The completion of Japan’s nuclear fuel reprocessing plant in Aomori Prefecture will be delayed by two years, according to senior officials with Japan Nuclear Fuel Ltd (JNFL), operator of the facility. This is the 26th postponement since the project started three decades ago. The new completion date will be in the first half of fiscal 2024.
Previously, completion was expected in the first half of fiscal 2022, but in September JNFL postponed this deadline without giving a new date. It said prolonged safety checks of the facility by the Nuclear Regulation Authority (NRA) had made it difficult to meet the schedule and agreed to provide a new deadline by the end of 2022.
“I apologise for the change to the previously promised completion date,” JNFL President Naohiro Masuda told Aomori Governor Shingo Mimura at the prefectural government office. Masuda said the delay resulted from NRA’s prolonged safety screening. “Sorting out what elements to enter in the application form and listing the equipment to be inspected have taken time,” he said.

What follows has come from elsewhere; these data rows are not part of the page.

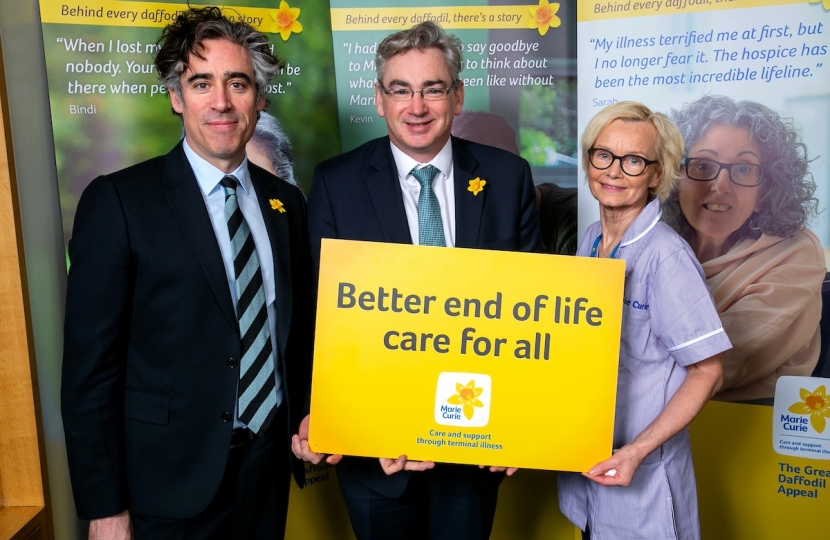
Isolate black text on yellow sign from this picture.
[337,282,602,360]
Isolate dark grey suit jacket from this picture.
[62,143,311,519]
[308,137,544,497]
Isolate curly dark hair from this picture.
[663,96,818,246]
[154,6,282,106]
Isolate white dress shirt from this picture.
[184,139,283,427]
[389,139,455,247]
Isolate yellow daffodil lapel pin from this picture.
[467,178,487,195]
[268,199,285,214]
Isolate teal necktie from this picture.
[411,165,447,247]
[219,175,277,435]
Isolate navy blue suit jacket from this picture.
[308,137,544,497]
[62,143,311,519]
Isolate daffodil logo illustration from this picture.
[452,380,484,420]
[787,384,830,433]
[528,0,564,36]
[467,178,487,195]
[270,0,303,41]
[268,199,285,214]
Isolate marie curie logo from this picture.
[772,376,830,459]
[435,371,492,427]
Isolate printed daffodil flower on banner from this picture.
[268,199,285,214]
[528,0,564,36]
[787,384,830,433]
[270,0,303,41]
[447,381,484,420]
[467,178,487,195]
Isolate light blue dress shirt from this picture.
[184,139,283,427]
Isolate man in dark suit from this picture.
[62,8,311,540]
[292,22,544,540]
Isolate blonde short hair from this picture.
[580,101,683,201]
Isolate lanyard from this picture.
[591,235,620,259]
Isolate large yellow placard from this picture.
[309,240,625,471]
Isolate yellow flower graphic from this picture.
[787,384,830,433]
[447,380,484,420]
[268,199,285,214]
[467,178,487,195]
[270,0,303,41]
[528,0,564,36]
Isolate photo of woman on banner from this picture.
[559,101,731,539]
[663,96,826,401]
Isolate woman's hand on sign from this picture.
[478,465,519,476]
[380,456,435,475]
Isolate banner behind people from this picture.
[578,0,830,539]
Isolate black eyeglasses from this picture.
[378,81,458,101]
[588,148,657,176]
[683,158,764,187]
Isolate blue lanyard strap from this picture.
[591,235,620,259]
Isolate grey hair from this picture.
[250,112,297,186]
[154,6,282,105]
[375,21,464,84]
[580,101,683,201]
[663,96,818,246]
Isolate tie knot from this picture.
[411,165,438,188]
[219,174,239,197]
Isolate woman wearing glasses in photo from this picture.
[663,96,826,402]
[559,101,730,540]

JNFL now estimates that the NRA’s screening of the detailed design of the plant will take about a year, while checks of the plant will take four to seven months after it clears the safety standards. However, NRA has repeatedly criticised the company for its failure to submit the required documents for a safety assessment.
When construction of the plant began in 1993 it was expected to play a crucial role in Japan’s nuclear energy policy to reprocess used nuclear fuel from reactors across the country to extract uranium and plutonium for reuse. However, completion of the plant has been repeatedly delayed due to a series of equipment malfunctions and extended NRA safety screenings. A water leak was reported at a used fuel storage pool in 2001 and rainwater was found leaking into an emergency power source building in 2017. NRA decided to suspend screening of the plant in face of these and other safety flaws.

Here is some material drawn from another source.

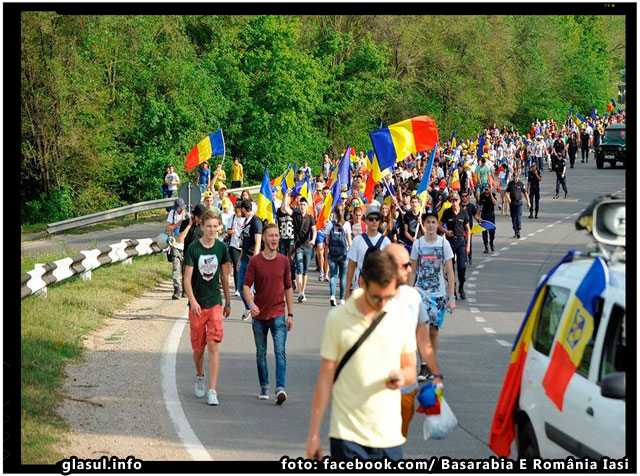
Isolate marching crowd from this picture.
[163,109,625,459]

Although JNFL’s basic safety policy for the reprocessing plant met NRA’s new standards in July 2020, the facility’s design, submitted in December that year, is still being studied. NRA says data is still missing and the design contains insufficient precautions. In July 2022, equipment to cool highly radioactive waste fluid stopped working for eight hours.
The total cost of the project, including eventual decommissioning is now estimated at JPY14,400 billion ($108.4 billion). The construction cost was initially estimated at JPY760 billion yen and has now risen to JPY3,100 billion. Masuda has indicated the price may increase further.

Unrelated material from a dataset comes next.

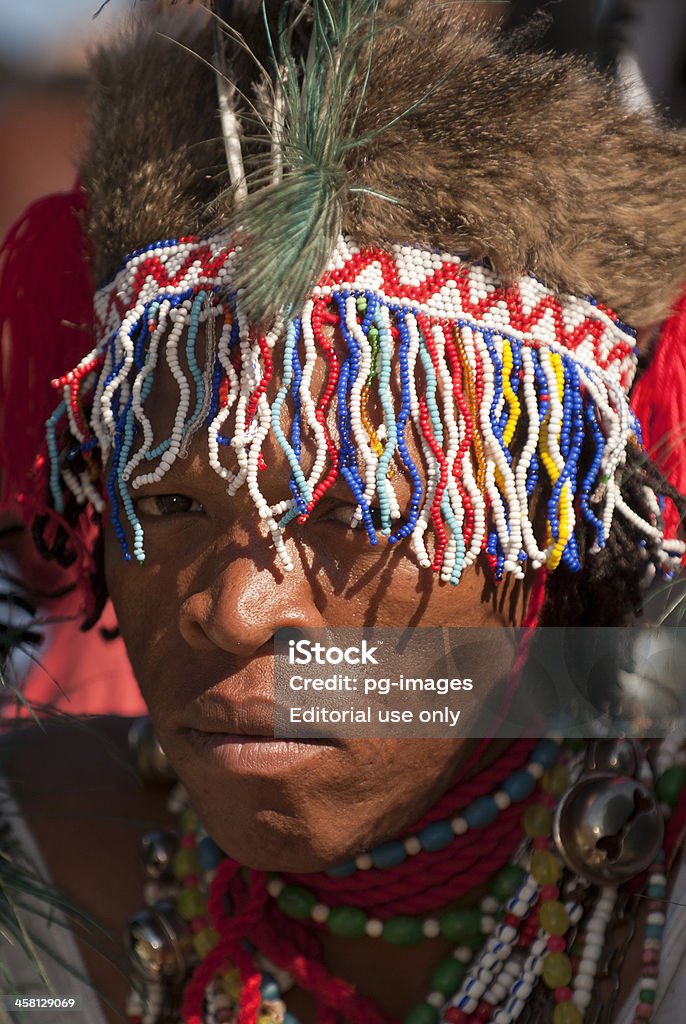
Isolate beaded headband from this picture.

Japan’s Federation of Electric Power Companies (FEPC) insists that the reprocessing plant is “indispensable for the continuous use of nuclear power plants”. Already some 3,000 tons of used fuel from plants around Japan is now stored at the reprocessing plant, which is almost reaching its capacity. Used fuel storage at NPPs is also around 80% full. A final repository for highly radioactive waste generated from reprocessing used fuel has yet to be identified.